Si les coeurs semblaient froids et les secrets tenaces,
Depuis l’arrivée de Suiza au village la douceur éclot dans chaque regard.
Si les langues sont différentes, les secrets de femmes se ressemblent…


• L’extrait :

« Les deux femmes n’avaient pas échangé un mot, tout avait été dit dans le regard, les mains. Le langage des femmes qui n’ont rien, sauf l’amour. »


• Mon avis :

Un véritable coup de coeur !
Une chose est sûre, pour un premier roman, Bénédicte Belpois sait dire l’amour, la violence, l’animalité des sentiments, la pudeur des amours contenus, la beauté cachée des êtres et la simplicité comme nature la plus pure.

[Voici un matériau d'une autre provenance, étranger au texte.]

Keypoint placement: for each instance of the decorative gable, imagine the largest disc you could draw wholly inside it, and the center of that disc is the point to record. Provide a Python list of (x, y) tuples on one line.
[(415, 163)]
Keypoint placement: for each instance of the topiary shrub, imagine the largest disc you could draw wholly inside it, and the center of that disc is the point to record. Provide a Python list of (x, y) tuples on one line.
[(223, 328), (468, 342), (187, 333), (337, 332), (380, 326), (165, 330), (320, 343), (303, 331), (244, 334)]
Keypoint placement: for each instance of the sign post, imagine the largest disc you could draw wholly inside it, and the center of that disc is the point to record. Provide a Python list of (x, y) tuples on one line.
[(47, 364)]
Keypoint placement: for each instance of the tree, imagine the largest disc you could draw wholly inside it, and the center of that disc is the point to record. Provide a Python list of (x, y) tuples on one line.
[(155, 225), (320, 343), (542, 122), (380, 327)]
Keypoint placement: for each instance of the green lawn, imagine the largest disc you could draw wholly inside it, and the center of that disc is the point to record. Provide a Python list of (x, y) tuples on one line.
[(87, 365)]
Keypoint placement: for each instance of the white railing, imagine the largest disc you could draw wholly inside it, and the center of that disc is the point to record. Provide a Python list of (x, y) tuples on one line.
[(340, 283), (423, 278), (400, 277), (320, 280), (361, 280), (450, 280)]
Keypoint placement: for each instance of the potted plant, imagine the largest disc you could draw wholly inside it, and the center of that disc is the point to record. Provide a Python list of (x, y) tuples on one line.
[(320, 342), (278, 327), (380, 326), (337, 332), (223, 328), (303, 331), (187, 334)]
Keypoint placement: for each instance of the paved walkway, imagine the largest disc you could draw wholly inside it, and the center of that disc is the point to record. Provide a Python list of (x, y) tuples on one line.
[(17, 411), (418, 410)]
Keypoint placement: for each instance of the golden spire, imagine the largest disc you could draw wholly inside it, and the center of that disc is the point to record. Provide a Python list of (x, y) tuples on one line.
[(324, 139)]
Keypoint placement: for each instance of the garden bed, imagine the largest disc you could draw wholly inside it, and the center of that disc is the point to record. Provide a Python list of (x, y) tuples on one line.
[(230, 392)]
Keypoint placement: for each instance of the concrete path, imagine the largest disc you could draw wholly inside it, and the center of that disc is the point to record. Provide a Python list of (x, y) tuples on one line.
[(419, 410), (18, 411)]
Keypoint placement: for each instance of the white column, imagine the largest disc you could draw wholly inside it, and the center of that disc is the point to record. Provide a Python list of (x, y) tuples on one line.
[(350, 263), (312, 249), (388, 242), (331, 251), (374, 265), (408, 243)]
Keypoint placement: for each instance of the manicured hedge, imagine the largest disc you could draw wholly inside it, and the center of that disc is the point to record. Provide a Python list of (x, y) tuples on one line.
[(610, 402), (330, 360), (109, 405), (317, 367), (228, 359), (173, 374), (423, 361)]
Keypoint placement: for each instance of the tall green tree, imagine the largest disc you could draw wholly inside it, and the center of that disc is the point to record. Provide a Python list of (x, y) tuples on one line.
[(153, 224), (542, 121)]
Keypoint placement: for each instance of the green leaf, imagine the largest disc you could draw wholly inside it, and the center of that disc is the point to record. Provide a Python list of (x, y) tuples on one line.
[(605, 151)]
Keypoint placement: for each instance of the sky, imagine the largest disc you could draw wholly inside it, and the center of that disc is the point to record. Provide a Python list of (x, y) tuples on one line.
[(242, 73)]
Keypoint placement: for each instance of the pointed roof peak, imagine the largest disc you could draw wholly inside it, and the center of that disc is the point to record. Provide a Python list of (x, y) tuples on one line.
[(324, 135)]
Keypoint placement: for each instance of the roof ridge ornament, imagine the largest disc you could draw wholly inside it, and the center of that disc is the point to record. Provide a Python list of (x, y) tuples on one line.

Un roman d’une épaisseur intense et terriblement charnel.
Tant dans le style que dans la chaleur qu’il propage par la moiteur des corps chauffés de soleil galicien.
L’amour sans les mots. La métamorphose des hommes grâce à la bonté d’une seule qui leur rappelle que les rêves ne sont jamais loin.


• L’auteure :

Bénédicte Belpois

benedicteBelpois

*Bénédicte Belpois vit à Besançon où elle exerce la profession de sage-femme.
Elle a passé son enfance en Algérie.
C’est lors d’un long séjour en Espagne qu’elle a commencé à écrire « Suiza » (2019), son premier roman.

(*Source : Babelio)


• Références :

  • Suiza
  • Auteur : Bénédicte Belpois
  • Maison d’édition : Éditions Gallimard
  • Date de publication : 07.02.2019

2 commentaires sur “Suiza

  1. Chère Loupbouquin,
    Quelle belle critique ! Moi aussi, je suis tombée sous le charme de ce livre que j’ai trouvé… Charnel, oui! Une épaisseur, comme vous dites. Je reste encore sous l’effet de cette lecture, je lis les critiques, je cherche à en savoir un peu plus sur cette auteure dont je me sens proche, à l’extrême. Même sensibilité, même humour, même inquiétude sans doute. Merci d’écrire tout haut, ce que j’ai pensé tout bas. Je lis, mais je ne sais pas écrire. Merci à vous, aux éditions Gallimard, à Bénédicte Belpois!

    Aimé par 1 personne

    1. Oh Louise, comme il est beau votre message…
      Vous écrivez pourtant très bien je trouve.
      Mais je comprends aussi, parfois la lecture est si forte que les mots ne viennent pas.
      Et ce texte est très complexe à décrire. Sans l’avoir lu on pourrait croire à quelque chose de violent, de dur, alors qu’une fois plongé avec tous ces personnages, on les aime chacun pour ce qu’ils sont, on est emporté par la rudesse qui peut aussi fondre grâce à cette Suiza qui les touche un par un sans même le vouloir.
      C’est beau, c’est comme un souffle d’espoir.